"Then let us go up to the top and sit in the garden."
They did so.
"Don't you feel Rome here?" he asked.
"I feel the same everywhere," she replied.
But he seemed not to hear her:
"It's the atmosphere around you," he continued. "You should try to forget our hotel, to forget Belloni and all our fellow-visitors and yourself. When anybody first arrives here, he has all the usual trouble about the hotel, his rooms, the table-d'hôte, the vaguely likable or dislikable people. You've got over that now. Clear your mind of it. And try to feel only the atmosphere of Rome. It's as if the atmosphere had remained the same, notwithstanding that the centuries lie piled up one above the other. First the middle ages covered the antiquity of the Forum and now it's hidden everywhere by our nineteenth-century craze for travel. There you have Miss Hope's orange lining. But the atmosphere has always remained the same.

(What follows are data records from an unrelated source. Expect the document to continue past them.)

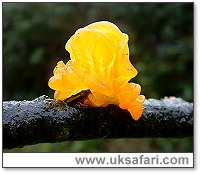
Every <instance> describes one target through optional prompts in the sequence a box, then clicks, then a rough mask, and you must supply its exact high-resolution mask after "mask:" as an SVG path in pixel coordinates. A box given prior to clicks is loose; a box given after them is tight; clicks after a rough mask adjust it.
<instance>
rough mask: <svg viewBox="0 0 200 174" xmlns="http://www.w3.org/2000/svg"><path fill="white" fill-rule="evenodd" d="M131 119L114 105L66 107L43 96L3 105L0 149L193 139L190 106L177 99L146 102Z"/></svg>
mask: <svg viewBox="0 0 200 174" xmlns="http://www.w3.org/2000/svg"><path fill="white" fill-rule="evenodd" d="M143 106H144V111H143V114H142V116H141V118H140V119H139V120H138V121H134V120H133V119H132V117H131V115H130V114H129V112H128V111H127V110H122V109H120V108H119V107H118V106H115V105H109V106H107V107H99V108H89V107H84V106H83V105H80V104H75V105H73V106H68V105H67V103H65V102H58V101H56V100H53V99H50V98H49V97H47V96H41V97H39V98H37V99H35V100H32V101H26V100H24V101H5V102H3V148H4V149H12V148H16V147H23V146H25V145H32V144H37V143H53V142H62V141H76V140H88V139H97V138H145V137H176V138H183V137H188V136H193V104H192V103H188V102H185V101H184V100H182V99H180V98H175V97H170V98H165V99H162V100H155V99H148V100H146V101H145V103H144V104H143Z"/></svg>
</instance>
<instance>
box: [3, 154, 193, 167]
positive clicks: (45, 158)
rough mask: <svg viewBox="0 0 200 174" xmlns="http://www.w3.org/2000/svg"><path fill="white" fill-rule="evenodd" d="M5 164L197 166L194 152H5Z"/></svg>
mask: <svg viewBox="0 0 200 174" xmlns="http://www.w3.org/2000/svg"><path fill="white" fill-rule="evenodd" d="M3 167H193V153H3Z"/></svg>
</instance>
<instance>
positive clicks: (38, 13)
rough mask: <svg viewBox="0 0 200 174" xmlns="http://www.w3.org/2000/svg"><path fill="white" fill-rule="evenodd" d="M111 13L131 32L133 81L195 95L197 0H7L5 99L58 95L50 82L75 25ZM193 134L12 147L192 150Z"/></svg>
mask: <svg viewBox="0 0 200 174" xmlns="http://www.w3.org/2000/svg"><path fill="white" fill-rule="evenodd" d="M101 20H108V21H110V22H113V23H114V24H116V25H117V26H118V27H119V28H120V29H121V31H122V32H124V33H127V34H128V35H129V48H130V53H131V54H130V60H131V62H132V63H133V65H134V66H135V67H136V69H137V70H138V72H139V73H138V75H137V77H136V78H134V79H133V80H132V81H133V82H136V83H139V84H140V85H141V86H142V94H144V95H145V96H146V98H155V99H160V98H163V97H165V96H176V97H181V98H183V99H184V100H187V101H190V102H192V101H193V3H5V2H4V3H3V100H4V101H6V100H24V99H26V100H32V99H34V98H36V97H38V96H40V95H44V94H45V95H48V96H50V97H53V93H54V91H53V90H51V89H50V88H49V87H48V85H47V83H48V80H49V78H50V77H51V76H52V75H53V73H52V70H53V68H54V67H55V66H56V63H57V62H58V61H59V60H63V61H64V62H65V63H66V62H67V61H68V60H69V54H68V52H67V51H65V49H64V46H65V43H66V42H67V40H68V39H69V38H70V37H71V36H72V35H73V34H74V32H75V31H76V30H77V29H78V28H81V27H84V26H86V25H88V24H90V23H92V22H95V21H101ZM192 150H193V142H192V138H185V139H164V138H157V139H119V140H91V141H77V142H63V143H55V144H38V145H34V146H26V147H24V148H21V149H13V150H10V151H12V152H54V151H55V152H191V151H192Z"/></svg>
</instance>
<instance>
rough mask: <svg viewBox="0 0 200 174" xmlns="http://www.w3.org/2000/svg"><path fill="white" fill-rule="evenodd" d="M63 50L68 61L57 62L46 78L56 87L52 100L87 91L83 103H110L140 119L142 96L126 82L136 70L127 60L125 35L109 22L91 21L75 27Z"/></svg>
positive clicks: (134, 74) (128, 59)
mask: <svg viewBox="0 0 200 174" xmlns="http://www.w3.org/2000/svg"><path fill="white" fill-rule="evenodd" d="M65 49H66V50H67V51H68V52H69V53H70V58H71V60H69V61H68V62H67V64H64V63H63V61H59V62H58V64H57V66H56V67H55V68H54V71H53V73H54V76H53V77H51V78H50V80H49V87H50V88H52V89H54V90H56V91H55V94H54V98H55V99H57V100H65V99H67V98H69V97H71V96H72V95H76V94H78V93H79V92H81V91H83V90H90V91H91V93H90V94H89V95H88V97H87V99H85V101H84V104H87V105H90V106H93V107H105V106H107V105H109V104H114V105H118V106H119V107H120V108H122V109H127V110H128V111H129V112H130V113H131V115H132V117H133V119H134V120H138V119H139V118H140V116H141V114H142V111H143V107H142V104H143V103H144V100H145V97H144V96H143V95H140V91H141V87H140V85H138V84H135V83H128V81H129V80H130V79H131V78H133V77H135V76H136V75H137V70H136V69H135V68H134V67H133V65H132V64H131V63H130V61H129V48H128V35H127V34H124V33H122V32H121V31H120V30H119V28H118V27H117V26H116V25H114V24H113V23H111V22H107V21H102V22H95V23H92V24H90V25H88V26H86V27H84V28H81V29H79V30H77V31H76V32H75V34H74V35H73V36H72V37H71V38H70V39H69V40H68V42H67V43H66V45H65Z"/></svg>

Unless I imagine it...."
She was silent.
"Perhaps I do," he continued. "But what does that matter to me? Our whole life is imagination; and imagination is a beautiful thing. The beauty of our imagination is the consolation of our lives, to those of us who are not men of action. The past is beauty. The present is not, does not exist. And the future does not interest me."
"Do you ever think about modern problems?" she asked.
"The woman question? Socialism? Peace?"